The approach I eventually decided to take in my class was for students to all have individual blogs, use them as a space to publish writing assignments (often fairly open) produced in our writing workshop, and set class time aside for students to read and respond to each other. Over the course of the year, kids began to take ownership, create amazingly thoughtful and creative writing pieces, build off of ideas they found in others' writing, and value this space.  If you'd like to read more on this process, I blogged about it here.

Considering the context of my students' engagement and the tightness of the blogging community we had formed, I thought that for certain my students blogging practices would continue well after school was out.  And I had reason to believe it, too.

The day after the last day of school, one student emailed me this:
Wow.... I can't believe everything is over. I was in your class and now I'm going to High School, but the legacy for me to write is still on!!!! You taught me so much!!!. When you said write what is on your mind, I basically wrote everything that was on my mind. . I hope you and the little ones have a great summer and know that I will be writing on my blog for the rest of my life!!!!!!!

Another student amassed a following of student bloggers from outside of our class because of the amazing writing she was doing.  In response to a comment she received on this post, she stated:
 Thank you! It's a really sad poem, but I felt the need to publish it. I'm glad that you do check my blog. I try to post something at least every Friday, so you can always count on a new poem then.
The first student had not posted since the school year ended.  The second posted a blog post the week after school got out.  It was the last post she has written to date, and she was the only one of my students who had returned back to her blog.
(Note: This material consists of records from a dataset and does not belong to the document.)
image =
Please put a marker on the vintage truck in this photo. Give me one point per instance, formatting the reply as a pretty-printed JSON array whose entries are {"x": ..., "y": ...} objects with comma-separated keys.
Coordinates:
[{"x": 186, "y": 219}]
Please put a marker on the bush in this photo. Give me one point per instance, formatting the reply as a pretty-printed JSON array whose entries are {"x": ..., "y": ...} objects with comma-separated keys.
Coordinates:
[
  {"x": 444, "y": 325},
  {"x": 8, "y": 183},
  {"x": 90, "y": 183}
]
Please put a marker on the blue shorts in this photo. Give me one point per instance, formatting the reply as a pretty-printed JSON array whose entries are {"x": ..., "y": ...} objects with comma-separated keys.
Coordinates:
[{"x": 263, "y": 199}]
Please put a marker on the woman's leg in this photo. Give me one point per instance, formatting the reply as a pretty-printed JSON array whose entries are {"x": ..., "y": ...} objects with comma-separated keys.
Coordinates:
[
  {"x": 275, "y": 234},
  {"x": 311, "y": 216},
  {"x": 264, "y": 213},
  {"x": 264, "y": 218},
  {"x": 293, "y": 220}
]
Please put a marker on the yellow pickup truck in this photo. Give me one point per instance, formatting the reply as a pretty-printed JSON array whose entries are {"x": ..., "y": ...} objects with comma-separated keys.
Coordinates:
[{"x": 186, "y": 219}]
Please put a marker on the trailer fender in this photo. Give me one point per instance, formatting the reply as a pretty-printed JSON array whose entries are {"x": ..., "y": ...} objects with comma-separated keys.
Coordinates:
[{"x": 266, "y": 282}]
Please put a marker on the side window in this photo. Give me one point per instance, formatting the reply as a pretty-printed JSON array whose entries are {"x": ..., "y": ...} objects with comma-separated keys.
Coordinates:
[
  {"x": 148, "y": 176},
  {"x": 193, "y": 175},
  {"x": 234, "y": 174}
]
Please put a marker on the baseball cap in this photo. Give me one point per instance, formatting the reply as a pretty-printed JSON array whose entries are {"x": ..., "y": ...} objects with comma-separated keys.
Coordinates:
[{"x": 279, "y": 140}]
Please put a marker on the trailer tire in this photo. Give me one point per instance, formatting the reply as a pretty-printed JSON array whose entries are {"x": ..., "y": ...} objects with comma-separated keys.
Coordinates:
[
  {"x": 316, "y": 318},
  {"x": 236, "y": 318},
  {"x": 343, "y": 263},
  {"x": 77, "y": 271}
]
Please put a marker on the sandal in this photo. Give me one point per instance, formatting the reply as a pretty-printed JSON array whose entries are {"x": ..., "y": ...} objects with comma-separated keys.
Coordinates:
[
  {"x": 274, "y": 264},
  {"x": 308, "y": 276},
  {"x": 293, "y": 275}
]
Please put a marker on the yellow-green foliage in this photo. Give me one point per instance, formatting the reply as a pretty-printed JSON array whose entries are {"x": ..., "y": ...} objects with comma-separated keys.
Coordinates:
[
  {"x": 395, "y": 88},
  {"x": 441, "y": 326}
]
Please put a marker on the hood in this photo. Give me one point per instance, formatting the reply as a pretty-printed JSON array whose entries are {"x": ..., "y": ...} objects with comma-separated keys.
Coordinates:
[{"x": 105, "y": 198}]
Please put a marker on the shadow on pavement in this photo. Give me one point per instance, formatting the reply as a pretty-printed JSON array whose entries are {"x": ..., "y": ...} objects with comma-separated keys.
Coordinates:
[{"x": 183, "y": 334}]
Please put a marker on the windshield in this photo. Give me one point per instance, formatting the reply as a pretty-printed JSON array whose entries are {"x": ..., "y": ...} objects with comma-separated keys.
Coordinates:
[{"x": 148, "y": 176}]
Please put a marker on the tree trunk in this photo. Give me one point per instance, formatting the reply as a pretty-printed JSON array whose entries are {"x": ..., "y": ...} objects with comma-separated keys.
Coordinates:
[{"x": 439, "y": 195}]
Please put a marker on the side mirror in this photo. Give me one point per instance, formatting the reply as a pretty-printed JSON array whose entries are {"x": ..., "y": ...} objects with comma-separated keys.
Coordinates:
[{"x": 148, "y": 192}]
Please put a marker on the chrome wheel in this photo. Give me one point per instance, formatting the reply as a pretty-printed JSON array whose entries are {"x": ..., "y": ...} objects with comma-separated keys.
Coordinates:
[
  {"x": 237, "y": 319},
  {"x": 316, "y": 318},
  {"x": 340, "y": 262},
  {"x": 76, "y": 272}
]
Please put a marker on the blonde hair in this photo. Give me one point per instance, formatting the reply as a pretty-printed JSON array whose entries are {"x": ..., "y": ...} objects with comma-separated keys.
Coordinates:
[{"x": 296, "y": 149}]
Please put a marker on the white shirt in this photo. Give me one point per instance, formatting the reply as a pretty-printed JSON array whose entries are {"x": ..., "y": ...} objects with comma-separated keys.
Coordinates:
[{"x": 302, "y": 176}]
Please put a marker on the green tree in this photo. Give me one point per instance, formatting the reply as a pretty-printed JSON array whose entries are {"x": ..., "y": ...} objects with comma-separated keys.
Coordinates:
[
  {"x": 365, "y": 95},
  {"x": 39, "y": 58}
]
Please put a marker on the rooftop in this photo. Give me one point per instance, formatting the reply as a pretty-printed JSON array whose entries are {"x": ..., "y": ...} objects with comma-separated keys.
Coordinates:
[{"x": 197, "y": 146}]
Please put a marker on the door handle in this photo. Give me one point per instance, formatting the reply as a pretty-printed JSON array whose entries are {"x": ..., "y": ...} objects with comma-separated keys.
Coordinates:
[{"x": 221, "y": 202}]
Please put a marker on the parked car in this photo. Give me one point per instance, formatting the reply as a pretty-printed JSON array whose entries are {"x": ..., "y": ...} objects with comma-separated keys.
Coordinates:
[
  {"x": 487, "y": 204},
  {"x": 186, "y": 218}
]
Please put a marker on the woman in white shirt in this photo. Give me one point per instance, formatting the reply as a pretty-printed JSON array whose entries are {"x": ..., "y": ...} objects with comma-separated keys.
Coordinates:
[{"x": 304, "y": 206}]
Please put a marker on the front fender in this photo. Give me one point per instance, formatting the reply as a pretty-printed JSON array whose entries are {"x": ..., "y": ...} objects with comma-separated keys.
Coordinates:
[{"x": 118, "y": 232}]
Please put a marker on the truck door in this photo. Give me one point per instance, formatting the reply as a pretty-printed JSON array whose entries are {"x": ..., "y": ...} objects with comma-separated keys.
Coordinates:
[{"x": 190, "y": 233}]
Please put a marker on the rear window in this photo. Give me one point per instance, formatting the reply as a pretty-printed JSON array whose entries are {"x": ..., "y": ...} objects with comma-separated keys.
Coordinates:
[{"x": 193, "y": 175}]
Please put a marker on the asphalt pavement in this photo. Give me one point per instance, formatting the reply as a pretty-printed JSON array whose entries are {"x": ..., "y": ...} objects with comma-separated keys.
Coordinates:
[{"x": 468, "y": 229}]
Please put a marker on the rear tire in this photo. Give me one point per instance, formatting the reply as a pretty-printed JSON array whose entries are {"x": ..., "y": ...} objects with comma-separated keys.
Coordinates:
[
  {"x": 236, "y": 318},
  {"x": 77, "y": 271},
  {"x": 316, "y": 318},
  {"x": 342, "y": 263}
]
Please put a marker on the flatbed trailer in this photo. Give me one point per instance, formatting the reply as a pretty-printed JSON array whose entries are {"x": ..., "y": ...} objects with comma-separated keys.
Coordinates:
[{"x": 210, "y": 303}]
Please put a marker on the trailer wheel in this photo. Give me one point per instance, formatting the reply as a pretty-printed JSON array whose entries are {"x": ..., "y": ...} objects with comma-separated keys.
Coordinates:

But even with this engagement with blogging and the tightness of the blogging community we created,  I've only seen a handful of students' posts come across my Reader since school got out.  I've been thinking about this, why not more of my students have been blogging when during the school year they seemed so into doing so for their own you and I do.  Maybe it was because the blog started in the context of school, as an assignment.  That's one possibility.

Another explanation, which I'm thinking is more likely, is that the blogging my students were doing was not entering them into the larger "conversations" that were already taking place in the real (rather than k-12) blogosphere.   During the school year, my students knew their words were heard by classmates, and they knew that students around the world may come across their blogs through the blogging communities I had them enter  into, like Comments 4 Kids and the Student Blogging Challenge.  But these spaces for audiences had limited existence outside of school.  Maybe that's the problem. 

So now, I'm wondering....
I'm wondering now about how to guide my students toward blogging into the existing real-world, conversations.  I'm wondering if there are other communities of student bloggers out there sustaining their blogging practices.   I'm wondering what that would look like and how to go about it.  I've only just begun to think about it, and I'm open to any ideas. 

So John, that's what I got for you.  I'm not sure if this is the response that you were looking for.   I'm certain that you're content, school, and students are all much different than mine, but it is for these reasons, though, that I decided to respond back to you with my story and thinking, rather than suggestions. 

I hope you'll continue your inquiry in the public space of your blog.  I enjoy being part of that conversation.